Each investment category – stocks, real estate, collectibles, gold, etc. – further breaks down into myriad sub-categories, leaving the investor with more alternatives than they probably have funds to try them all.
Nor should you try them all
Because the idea in nailing down an investment strategy is to eliminate those paths that don’t match well with your personal financial goals, and then to evaluate the viable options for specific features and benefits that optimize the critical balance between your objectives and your tolerance for risk.
One of the first decision you need to make in the arena of investment strategies is to clarify your short versus long-term objectives. Because the degree of inherent risk varies widely, as do your specific actions when the market moves.
Thinking Long Term
Long-term investors pick stocks based on the strength and future prospects of specific companies, and generally hold their investments through the thick and thin of economic swings and market surges. They may also augment their stocks with less liquid investments – bonds, certificates of deposits, even some real estate and gold – with the knowledge that they won’t need to access these funds until the end of their investment plan, usually years down the road.
As Far as the End of Your Nose
Shorter-term investors, however, take a much different approach. They are looking at current market conditions and influencing factors every bit as much as the company itself, hoping to buy low and sell high based on the movement of the market.
This could include sophisticated techniques such as short selling and options trading, and using margin to leverage their buying power by borrowing against the equity in their account to accumulate even more stock.
Some investors study these strategic alternatives for years, some get graduate degrees in it, and some go into the business full time in pursuit of the discovery of the perfect investment strategy.
In Pursuit of the Perfect Strategy
But at the end of the day, the only perfect strategy is one that allows the investor to reach their specific goals, which are formed and acted upon based on an informed understanding of near versus longer-term needs, and in light of one’s tolerance for risk.
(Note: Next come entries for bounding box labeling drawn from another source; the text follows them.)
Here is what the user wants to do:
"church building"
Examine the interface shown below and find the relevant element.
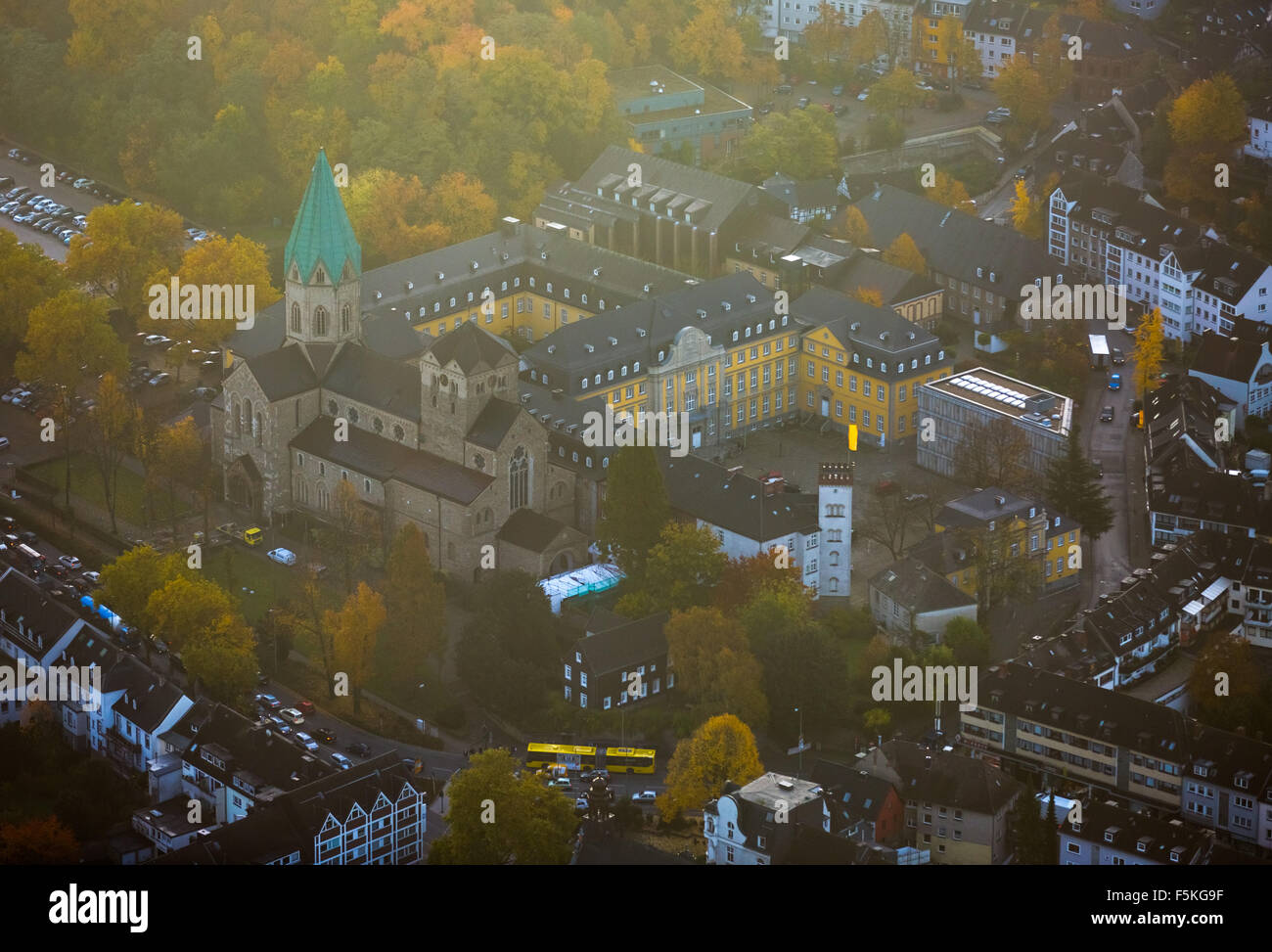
[212,152,592,578]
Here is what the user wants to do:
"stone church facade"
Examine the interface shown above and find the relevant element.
[212,153,589,578]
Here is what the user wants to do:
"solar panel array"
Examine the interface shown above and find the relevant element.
[950,374,1029,410]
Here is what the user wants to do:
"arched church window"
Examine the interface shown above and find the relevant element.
[508,447,530,512]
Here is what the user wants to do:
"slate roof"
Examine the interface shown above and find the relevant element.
[762,173,847,210]
[247,343,318,401]
[658,449,819,543]
[831,252,941,305]
[572,612,669,677]
[856,185,1061,300]
[283,149,363,281]
[429,321,516,374]
[522,271,797,396]
[862,738,1022,816]
[322,343,420,420]
[577,145,759,232]
[870,555,976,613]
[466,397,522,449]
[1188,331,1267,385]
[290,416,495,505]
[495,508,565,553]
[978,663,1187,763]
[1061,799,1215,866]
[790,287,944,364]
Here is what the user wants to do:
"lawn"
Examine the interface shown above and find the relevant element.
[28,453,191,525]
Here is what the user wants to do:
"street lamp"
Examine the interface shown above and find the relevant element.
[795,707,804,780]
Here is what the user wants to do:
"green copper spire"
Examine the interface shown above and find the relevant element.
[283,149,363,284]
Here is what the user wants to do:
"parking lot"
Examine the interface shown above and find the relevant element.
[0,144,208,261]
[739,76,999,152]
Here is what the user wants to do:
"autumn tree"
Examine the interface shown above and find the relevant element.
[870,68,923,118]
[883,232,928,275]
[746,110,840,179]
[321,478,378,594]
[274,571,336,698]
[323,581,386,711]
[14,291,126,511]
[671,0,746,80]
[147,416,204,542]
[182,612,257,703]
[0,230,67,352]
[1012,178,1044,241]
[954,419,1029,490]
[1162,72,1249,207]
[84,371,141,534]
[928,170,976,211]
[382,521,446,686]
[993,56,1056,136]
[140,234,283,356]
[598,447,671,583]
[1131,308,1165,398]
[429,748,577,866]
[1188,631,1266,731]
[97,546,190,631]
[848,10,887,67]
[67,202,185,330]
[664,609,768,724]
[0,815,80,867]
[1046,423,1114,542]
[935,16,982,83]
[941,617,993,668]
[804,0,848,63]
[711,550,805,613]
[145,572,239,669]
[615,521,729,617]
[835,204,874,249]
[738,587,848,733]
[851,284,883,308]
[658,714,764,821]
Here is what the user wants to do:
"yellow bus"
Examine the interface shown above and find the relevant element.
[602,748,656,774]
[525,744,597,770]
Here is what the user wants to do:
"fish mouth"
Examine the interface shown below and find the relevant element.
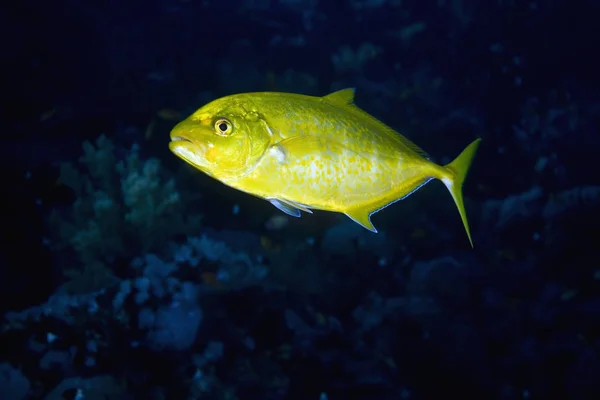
[171,136,192,143]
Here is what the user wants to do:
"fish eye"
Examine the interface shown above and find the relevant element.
[215,118,233,136]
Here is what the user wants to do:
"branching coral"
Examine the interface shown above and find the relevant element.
[51,136,199,264]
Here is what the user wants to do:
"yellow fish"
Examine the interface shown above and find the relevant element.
[169,89,481,246]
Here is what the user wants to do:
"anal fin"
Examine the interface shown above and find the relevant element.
[345,208,377,233]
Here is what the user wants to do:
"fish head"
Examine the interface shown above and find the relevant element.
[169,95,271,183]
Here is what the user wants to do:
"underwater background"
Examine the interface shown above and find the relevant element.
[0,0,600,400]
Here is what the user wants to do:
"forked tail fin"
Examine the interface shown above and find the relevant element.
[441,139,481,247]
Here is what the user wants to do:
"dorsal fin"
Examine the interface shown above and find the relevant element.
[323,88,356,106]
[323,88,430,160]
Because regardless of the strategy, the investor can’t have it both ways. The quicker and higher the return desired, the greater the risk required to put yourself into a position to make it happen.
Conversely, the goal of more modest return can give you peace of mind knowing your risk – which his always present, no matter what investment alternative you choose; even bank deposits carry a risk of eroded buying power because of inflation – tolerance level is at a minimum.
The downside here is that you may not be able to seize profit opportunities in the short run. For example, your stock may surge, but selling it to seize that profit may violate your long-term strategy while creating tax consequences.
A Little Help From Your Friends
The creation and management of investment strategies is the province of professional advisors – stockbrokers, financial planners, bankers and accountants – who can help you wrap your head around the variables and risks.
Or, you can step into this world on your own. But if you do, remember that you’ll be standing toe to toe with the pros. The good news is, if you do your homework, if you know yourself well and if you are disciplined enough to stick with your strategy, you stand every bit the chance that they do of success.